Dat vraagt aandacht van de overheden, woningcorporaties en van het bedrijfsleven op het niveau van de (regionale!) woning en arbeidsmarkt. Dus niet alleen binnen de gemeente Den Haag (de Schilderswijk in relatie met de Vogelwijk), maar op het niveau van de hele regio. Er is samenhangende kennis van en aandacht nodig voor de ontwikkeling van de wijken van Den Haag, Leiden, Delft en Zoetermeer. De vraag is dan ook waar op regionaal niveau de kansrijke innovatie milieus zijn en of daar verschillende bevolkingsgroepen mee te verbinden zijn. De knooppunten in het OV netwerk (van Leiden, Den Haag, Zoetermeer en Delft) lijken daarvoor kansrijk.

Ontmoeting

Daarmee kom ik automatisch op het lokale schaalniveau en de mogelijkheid tot ontmoeten. Den Haag is een netwerk van plekken. Op en tussen die plekken vindt het echte leven plaats. Daar wordt bepaald of verschillende bevolkingsgroepen elkaar ontmoeten. ‘Placemaking’ kan daarvoor de condities scheppen.
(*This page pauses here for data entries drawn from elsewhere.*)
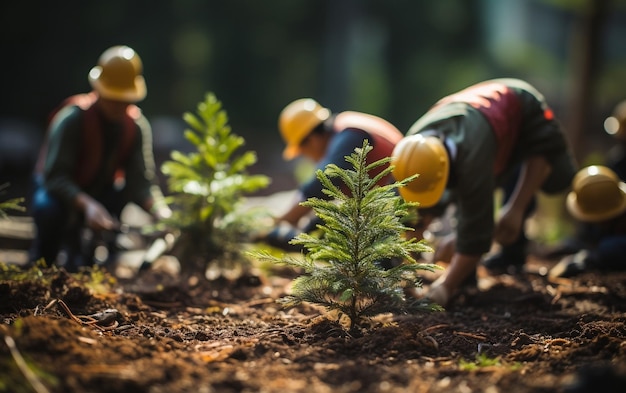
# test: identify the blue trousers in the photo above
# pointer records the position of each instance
(61, 227)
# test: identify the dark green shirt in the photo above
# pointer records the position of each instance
(63, 152)
(492, 128)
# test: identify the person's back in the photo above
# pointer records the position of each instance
(96, 159)
(312, 131)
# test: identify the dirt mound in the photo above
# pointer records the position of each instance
(91, 333)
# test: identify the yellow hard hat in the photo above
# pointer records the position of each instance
(597, 194)
(427, 157)
(615, 125)
(118, 75)
(297, 121)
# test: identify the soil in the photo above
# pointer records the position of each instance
(154, 333)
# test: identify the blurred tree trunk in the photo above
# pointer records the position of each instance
(585, 61)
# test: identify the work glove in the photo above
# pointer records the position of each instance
(280, 237)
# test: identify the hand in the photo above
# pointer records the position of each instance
(280, 237)
(509, 226)
(98, 218)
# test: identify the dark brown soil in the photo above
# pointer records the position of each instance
(514, 334)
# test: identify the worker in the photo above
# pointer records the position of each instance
(312, 131)
(96, 159)
(598, 200)
(465, 147)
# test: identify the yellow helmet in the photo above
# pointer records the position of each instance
(597, 194)
(427, 157)
(118, 75)
(297, 121)
(615, 125)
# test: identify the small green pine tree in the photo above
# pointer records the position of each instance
(361, 228)
(207, 187)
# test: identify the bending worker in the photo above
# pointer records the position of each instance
(312, 131)
(467, 145)
(97, 158)
(598, 202)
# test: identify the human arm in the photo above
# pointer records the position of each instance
(141, 174)
(533, 173)
(461, 267)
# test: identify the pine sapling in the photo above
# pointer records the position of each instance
(207, 188)
(362, 228)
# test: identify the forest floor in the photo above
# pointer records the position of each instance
(117, 331)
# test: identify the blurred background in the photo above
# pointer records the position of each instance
(391, 58)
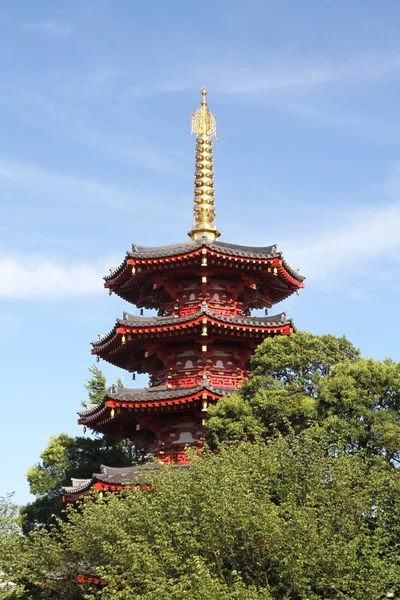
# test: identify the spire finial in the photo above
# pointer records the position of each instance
(205, 125)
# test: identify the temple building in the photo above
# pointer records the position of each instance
(197, 348)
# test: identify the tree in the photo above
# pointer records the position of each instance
(66, 457)
(9, 533)
(306, 381)
(284, 520)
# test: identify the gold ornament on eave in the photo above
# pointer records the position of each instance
(204, 124)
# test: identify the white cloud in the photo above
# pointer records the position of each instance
(369, 235)
(275, 75)
(29, 276)
(54, 28)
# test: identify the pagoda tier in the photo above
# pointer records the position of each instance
(180, 351)
(197, 349)
(231, 278)
(112, 479)
(160, 420)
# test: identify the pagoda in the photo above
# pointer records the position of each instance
(197, 347)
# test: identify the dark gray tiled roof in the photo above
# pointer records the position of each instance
(136, 321)
(153, 394)
(137, 474)
(222, 247)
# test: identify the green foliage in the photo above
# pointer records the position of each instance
(64, 458)
(96, 385)
(9, 535)
(68, 457)
(305, 380)
(259, 521)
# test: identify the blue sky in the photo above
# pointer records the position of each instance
(95, 154)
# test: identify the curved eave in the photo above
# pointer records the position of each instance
(124, 327)
(111, 402)
(163, 256)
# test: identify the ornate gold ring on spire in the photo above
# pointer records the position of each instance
(205, 125)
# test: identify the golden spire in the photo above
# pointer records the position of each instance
(205, 125)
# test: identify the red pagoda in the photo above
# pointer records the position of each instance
(197, 349)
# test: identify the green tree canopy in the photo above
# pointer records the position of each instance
(66, 457)
(259, 521)
(306, 380)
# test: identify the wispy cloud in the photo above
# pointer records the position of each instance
(24, 276)
(274, 75)
(366, 236)
(55, 29)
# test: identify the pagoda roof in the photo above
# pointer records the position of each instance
(139, 322)
(115, 476)
(193, 246)
(148, 396)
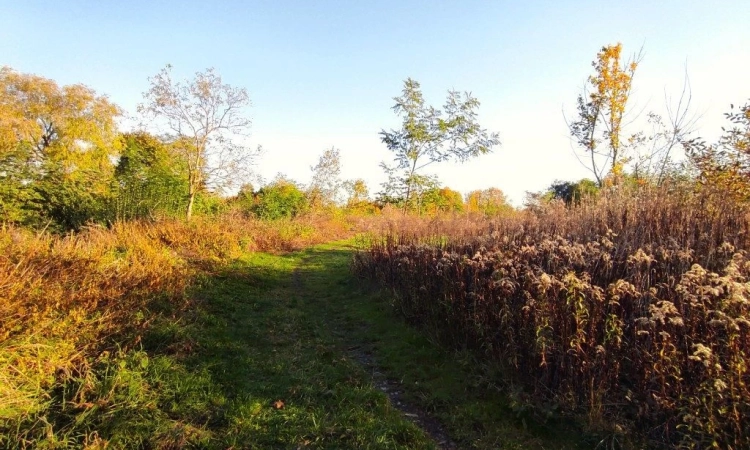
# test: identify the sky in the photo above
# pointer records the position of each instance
(323, 74)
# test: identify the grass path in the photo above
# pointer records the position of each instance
(290, 351)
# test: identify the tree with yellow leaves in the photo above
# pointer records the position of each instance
(601, 110)
(56, 149)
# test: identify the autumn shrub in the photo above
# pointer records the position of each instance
(74, 308)
(630, 310)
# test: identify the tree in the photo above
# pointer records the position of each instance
(726, 164)
(573, 192)
(280, 199)
(443, 200)
(326, 182)
(601, 110)
(489, 201)
(429, 135)
(56, 150)
(205, 119)
(149, 178)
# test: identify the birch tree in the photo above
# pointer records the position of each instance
(207, 121)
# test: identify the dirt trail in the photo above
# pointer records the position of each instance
(363, 355)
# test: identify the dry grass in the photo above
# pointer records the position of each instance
(631, 311)
(68, 303)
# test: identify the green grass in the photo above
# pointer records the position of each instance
(271, 357)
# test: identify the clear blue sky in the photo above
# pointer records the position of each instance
(323, 73)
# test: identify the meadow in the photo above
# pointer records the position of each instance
(629, 311)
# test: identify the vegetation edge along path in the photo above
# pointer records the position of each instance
(340, 353)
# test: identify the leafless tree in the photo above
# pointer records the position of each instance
(207, 121)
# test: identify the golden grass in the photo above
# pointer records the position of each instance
(66, 302)
(631, 310)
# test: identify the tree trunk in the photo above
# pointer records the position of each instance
(191, 200)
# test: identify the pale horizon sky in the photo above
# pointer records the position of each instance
(323, 74)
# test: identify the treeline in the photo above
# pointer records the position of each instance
(63, 162)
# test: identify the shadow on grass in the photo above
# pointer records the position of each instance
(256, 367)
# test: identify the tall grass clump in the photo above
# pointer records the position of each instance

Prachtig gegeven is, dat Den Haag daarin een rijke traditie heeft. De kwaliteit van de pleinen, lanen, parken en plantsoenen staat al lang hoog op de Haagse agenda. In het Manifest2040 staat de zorg voor een gezonde leefomgeving hoog op de agenda. Daarbij kan Den Haag leren van de ervaring, die bijvoorbeeld Utrecht op doet met healthy urban living. Zoals Utrecht kan leren van Den Haag bij het ontwerp en beheer van de openbare ruimte. Actief zijn in lerende netwerken doet het meeste recht aan in het verleden opgebouwd kapitaal. Oh, oh Den Haag, kom op, laat je zien!